Je repense souvent à cet épisode, pour diverses raisons ; l’une d’entre elles, c’est que très souvent, regarder des séries de la planète entière, ça a l’air formidable sur le papier, mais ça oblige parfois à des interprétations qui peuvent être en fait contreproductives. La culture générale, comme on dit, n’est jamais totale ; il en manque toujours des bouts, en particulier lorsqu’on a affaire à une série provenant d’un pays dont l’accès aux codes culturels, historiques, religieux et/ou politiques sont peu naturels.
Cela s’applique particulièrement à la review du jour, qui porte sur le premier épisode de la série pakistanaise Jhok Sarkar. Si j’ai un peu tâté de la télévision pakistanaise au fil des années (en partie grâce à la présence de quelques chaînes sur Youtube), il reste quand même très difficile d’avoir le même aisance avec elle que, disons, la fiction étasunienne, pour caricaturer.
Et ça peut freiner la compréhension de ce que l’on regarde. Alors parlons-en.
La série a pour sujet un jeune officier de police, qui est affecté à diriger un commissariat de district à Jhok Siyal, un village du désert du Punjab pakistanais. Jusque là, c’était un propriétaire terrien du nom de Peeral qui y faisait la loi.
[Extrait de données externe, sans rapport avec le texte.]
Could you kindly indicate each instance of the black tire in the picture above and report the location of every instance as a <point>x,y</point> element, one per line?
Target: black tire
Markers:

Et du coup, la loi, bah, yen avait pas ! Surtout avec des flics locaux complètement corrompus et serviles… Peeral est donc un petit despote local, dont les hommes de main sont armés jusqu’aux dents et guidés par son fils, Meerab, qui a tous les attributs de l’odieux personnage. Les personnes les plus vulnérables de la région sont considérées par lui comme, pour reprendre leurs propres mots, des « esclaves », et c’est ce qui conduit dans ce premier épisode une jeune femme du nom de Noori et son petit ami secret Shaukat à s’échapper en pleine nuit.
Lorsque Peeral apprend cela, il organise une littérale chasse à l’homme et à la femme, mitraillettes à l’appui ; je vous rassure, il précise quand même à ses subordonnés qu’il les veut vivantes (…parce qu’il y a besoin de le préciser ?!). Une battue lancée moins pour laver l’honneur « perdu » du père de Noori, qui est parfaitement insignifiant, que pour récupérer deux jeunes personnes dont Peeral considère qu’elles lui appartiennent, mais bon, ça tombe bien que le code de l’honneur traditionnel incite aussi à la colère parmi les clampins du village. Il promet même une récompense à qui les ramènera !
En tant que spectatrice européenne, rien ne m’avait vraiment préparée à la première moitié de l’épisode inaugural de Jhok Sarkar, dans lequel absolument tout le monde (à part la meilleure amie de Noori… dont évidemment la parole n’a aucun poids parce que c’est une jeune femme pauvre) est d’accord pour prendre les armes. Et agit dans la perspective de punir le couple quand on aura mis la main dessus.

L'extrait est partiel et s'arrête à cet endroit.